Statistical inference

The renfe data contains information about 10 000 train ticket sales from Renfe, the Spanish national train company. The data include:

price: price of the ticket (in euros);
dest: binary variable indicating the journey, either Barcelona to Madrid (0) or Madrid to Barcelona (1);
fare: categorical variable indicating the ticket fare, one of AdultoIda, Promo or Flexible;
class: ticket class, either Preferente, Turista, TuristaPlus or TuristaSolo;
type: categorical variable indicating the type of train, either Alta Velocidad Española (AVE), Alta Velocidad Española jointly with TGV (parternship between SNCF and Renfe for trains to/from Toulouse and beyond) AVE-TGV or regional train REXPRESS; only trains labelled AVE or AVE-TGV are high-speed trains.
duration: length of train journey (in minutes);
wday integer denoting the week day, ranging from Sunday (1) to Saturday (7).

Exercise 1.1

We consider travel time for high-speed (AVE and AVE-TGV) trains. The true “population” mean travel time between cities is known to be \(\mu=2.845\) hours (the instructor has access to the full dataset of more than 2.3 millions records, so these are known quantities, unlike in most practical settings).

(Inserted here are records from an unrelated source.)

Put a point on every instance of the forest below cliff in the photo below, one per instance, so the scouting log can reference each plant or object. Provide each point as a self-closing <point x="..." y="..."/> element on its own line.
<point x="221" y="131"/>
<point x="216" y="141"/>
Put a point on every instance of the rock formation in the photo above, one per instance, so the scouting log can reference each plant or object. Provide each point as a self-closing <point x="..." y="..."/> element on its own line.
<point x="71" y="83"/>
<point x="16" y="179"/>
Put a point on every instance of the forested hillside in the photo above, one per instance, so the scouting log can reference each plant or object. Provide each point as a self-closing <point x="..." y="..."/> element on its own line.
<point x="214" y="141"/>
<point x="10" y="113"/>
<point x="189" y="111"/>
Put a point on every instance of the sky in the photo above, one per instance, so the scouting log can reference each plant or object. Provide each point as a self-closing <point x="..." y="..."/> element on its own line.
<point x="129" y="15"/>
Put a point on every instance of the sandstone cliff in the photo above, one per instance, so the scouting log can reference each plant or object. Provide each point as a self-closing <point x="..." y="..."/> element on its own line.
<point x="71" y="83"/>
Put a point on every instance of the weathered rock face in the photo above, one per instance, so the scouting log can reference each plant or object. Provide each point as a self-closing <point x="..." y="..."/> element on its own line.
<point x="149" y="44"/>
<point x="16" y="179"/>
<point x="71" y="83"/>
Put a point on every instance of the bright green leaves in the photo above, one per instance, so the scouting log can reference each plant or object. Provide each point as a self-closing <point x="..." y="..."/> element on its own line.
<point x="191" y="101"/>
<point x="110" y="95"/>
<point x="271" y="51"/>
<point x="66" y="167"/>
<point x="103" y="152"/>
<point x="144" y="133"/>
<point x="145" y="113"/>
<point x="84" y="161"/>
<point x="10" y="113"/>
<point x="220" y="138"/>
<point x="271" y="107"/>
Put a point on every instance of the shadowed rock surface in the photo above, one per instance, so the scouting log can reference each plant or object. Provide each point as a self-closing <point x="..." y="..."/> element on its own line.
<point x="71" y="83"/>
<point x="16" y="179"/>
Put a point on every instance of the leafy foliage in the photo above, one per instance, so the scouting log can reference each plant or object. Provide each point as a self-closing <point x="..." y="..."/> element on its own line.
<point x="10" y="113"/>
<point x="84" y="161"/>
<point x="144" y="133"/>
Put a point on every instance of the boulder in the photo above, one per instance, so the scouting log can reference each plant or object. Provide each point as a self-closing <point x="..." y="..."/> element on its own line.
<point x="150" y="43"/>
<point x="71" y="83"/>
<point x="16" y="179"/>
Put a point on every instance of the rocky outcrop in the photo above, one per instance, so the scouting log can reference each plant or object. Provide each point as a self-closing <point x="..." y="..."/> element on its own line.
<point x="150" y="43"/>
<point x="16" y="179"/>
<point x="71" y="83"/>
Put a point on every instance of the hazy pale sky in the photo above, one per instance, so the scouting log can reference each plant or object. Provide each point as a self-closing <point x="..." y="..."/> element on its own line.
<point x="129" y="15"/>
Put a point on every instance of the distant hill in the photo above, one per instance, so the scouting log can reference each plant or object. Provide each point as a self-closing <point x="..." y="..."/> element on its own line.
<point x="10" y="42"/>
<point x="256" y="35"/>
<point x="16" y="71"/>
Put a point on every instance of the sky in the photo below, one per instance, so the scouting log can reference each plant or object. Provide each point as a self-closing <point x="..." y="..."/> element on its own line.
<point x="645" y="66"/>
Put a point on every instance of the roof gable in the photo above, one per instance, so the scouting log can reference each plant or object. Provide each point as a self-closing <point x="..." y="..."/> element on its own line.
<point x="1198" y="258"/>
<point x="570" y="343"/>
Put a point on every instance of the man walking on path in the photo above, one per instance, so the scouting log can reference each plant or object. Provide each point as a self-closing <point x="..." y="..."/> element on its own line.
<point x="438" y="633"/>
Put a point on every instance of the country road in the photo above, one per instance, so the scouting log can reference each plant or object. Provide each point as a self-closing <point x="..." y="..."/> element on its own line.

A simulation study is performed to assess the behaviour of univariate tests under repeated sampling. The following algorithm was repeated 10K times for different values of \(\mu_0\):

Select a random subsample of size \(n=100\).
Compute the one-sample \(t\)-test statistic for \(\mathscr{H}_0: \mu=\mu_0\) (versus \(\mathscr{H}_0: \mu \neq \mu_0\)) .
Return the \(p\)-value

Figure 1 shows the percentage of the 10K \(p\)-values that are less than 0.05, i.e. the percentage of rejection (at the \(5\)% level) of \(\mathscr{H}_0:\mu=\mu_0\) against the two-sided alternative at \(\mu_0 \in \{2.83, \nu, 2.835, 2.84, \ldots, 2.995, 3\`\). Use the resulting curve to answer the following questions:

Figure 1: Power curve for the one-sample \(t\)-test based on subsamples of size \(n=100\), as a function of travel time. The grey horizontal line is at 0.05, the vertical dashed line indicates the population mean \(\mu\).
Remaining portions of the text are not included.